The jhanas are all about cleansing the awareness until we get to pure awareness.
His teachings about impermanence,
You know,
And suffering,
They are all things we can directly experience.
However,
His teachings about anatta are not about awareness.
They are about how we interpret information and assign meaning to it.
So his teachings,
That's one of the reasons that it's a little kind of an oddball for people to try to work with because it actually is about consciousness,
Anatta is about consciousness.
Does that make sense?
So I wonder if the Buddha felt really frustrated by this,
You know.
So he's trying to convey all this but the urge to project a sense of self,
Bhava-tanah he called it,
Is deeply wired into us.
So he kept saying over and over again,
Stop interpreting,
There is no me,
There is no mine,
There is no myself,
Stop the workings of consciousness,
See directly what's going on,
Not so easy to do.
For those of you who know the chakasuta,
Anybody who's been with bhanti has heard this a bunch of times,
In the chakasuta for example he says,
The eye is impermanent,
It comes and goes in time,
There is no permanent self in the eye.
To think the eye itself is just wrong,
Light is impermanent,
It comes and goes,
There is no permanent self there,
To think light itself is just wrong.
Seeing is impermanent,
It comes and goes,
There is no permanent self there,
To think seeing itself is just wrong.
And he drones on and on and on,
Naming every possible combination of sensations and feeling tone and liking and disliking.
And after all of them he says,
There is no permanent self there,
To think there is is just wrong.
Bhikkhu Bodhi translated it as,
You know,
To say there is is unacceptable.
But what's he really saying in the modern language,
You're just wrong,
It just doesn't work that way.
It takes over an hour just to read that whole sutta.
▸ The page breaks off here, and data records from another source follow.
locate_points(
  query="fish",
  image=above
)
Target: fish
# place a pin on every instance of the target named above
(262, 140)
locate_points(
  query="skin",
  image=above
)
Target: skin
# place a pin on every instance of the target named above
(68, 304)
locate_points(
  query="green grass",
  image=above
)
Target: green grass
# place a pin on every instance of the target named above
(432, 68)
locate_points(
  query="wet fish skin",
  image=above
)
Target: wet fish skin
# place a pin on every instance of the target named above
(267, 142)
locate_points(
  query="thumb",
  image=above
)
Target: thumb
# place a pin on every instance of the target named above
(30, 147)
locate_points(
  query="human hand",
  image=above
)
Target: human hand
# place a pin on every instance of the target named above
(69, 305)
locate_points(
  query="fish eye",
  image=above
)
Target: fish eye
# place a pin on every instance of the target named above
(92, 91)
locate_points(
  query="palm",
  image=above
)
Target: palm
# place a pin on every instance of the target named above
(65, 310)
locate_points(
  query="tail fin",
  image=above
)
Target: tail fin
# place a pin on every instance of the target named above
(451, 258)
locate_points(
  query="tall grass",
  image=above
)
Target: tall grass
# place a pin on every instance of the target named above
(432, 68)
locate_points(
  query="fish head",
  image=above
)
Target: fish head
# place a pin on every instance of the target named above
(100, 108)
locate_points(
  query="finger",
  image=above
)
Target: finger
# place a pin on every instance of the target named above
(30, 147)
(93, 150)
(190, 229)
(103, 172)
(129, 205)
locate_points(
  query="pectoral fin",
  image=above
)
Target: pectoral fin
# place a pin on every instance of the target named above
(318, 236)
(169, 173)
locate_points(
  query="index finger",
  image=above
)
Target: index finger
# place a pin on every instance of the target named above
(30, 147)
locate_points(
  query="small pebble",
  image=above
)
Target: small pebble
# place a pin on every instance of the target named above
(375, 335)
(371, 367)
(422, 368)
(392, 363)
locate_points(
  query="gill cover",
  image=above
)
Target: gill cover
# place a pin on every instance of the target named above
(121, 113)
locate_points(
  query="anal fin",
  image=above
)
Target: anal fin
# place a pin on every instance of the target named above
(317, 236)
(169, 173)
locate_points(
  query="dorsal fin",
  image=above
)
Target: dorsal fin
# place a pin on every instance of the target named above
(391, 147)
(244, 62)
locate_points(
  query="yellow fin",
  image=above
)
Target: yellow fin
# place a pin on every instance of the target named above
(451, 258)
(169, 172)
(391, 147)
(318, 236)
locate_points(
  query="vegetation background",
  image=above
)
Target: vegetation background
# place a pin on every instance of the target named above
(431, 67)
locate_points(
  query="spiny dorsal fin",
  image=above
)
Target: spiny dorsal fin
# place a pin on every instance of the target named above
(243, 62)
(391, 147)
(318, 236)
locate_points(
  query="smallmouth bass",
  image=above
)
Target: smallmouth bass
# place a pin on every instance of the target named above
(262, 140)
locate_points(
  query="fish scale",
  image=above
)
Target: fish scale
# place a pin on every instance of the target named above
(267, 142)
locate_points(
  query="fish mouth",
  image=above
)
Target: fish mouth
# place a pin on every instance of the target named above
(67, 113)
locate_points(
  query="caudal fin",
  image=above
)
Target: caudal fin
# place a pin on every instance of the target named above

It's as if he were trying to pound it into the heads of monks,
Look,
Stop interpreting,
Stop creating the sense of self,
Stop creating sand castles in the air.
So to,
So.
He was in a society,
Yeah,
I'm getting to that,
As the permanent essence.
Yeah,
But where did that come from?
He was,
He was at his time,
The highest stage of consciousness that was generally available was literal mythic.
Same as modern day fundamentalist,
Which has an incredibly dense sense of self.
You and me,
Us and them,
Good guys and bad guys.
He said,
He just included it for us.
So,
I don't know,
I think it was really trying to move people along.
But as you say,
It was really the skillful means.
You know,
With seeing where they were and coming up with some techniques that would work with that.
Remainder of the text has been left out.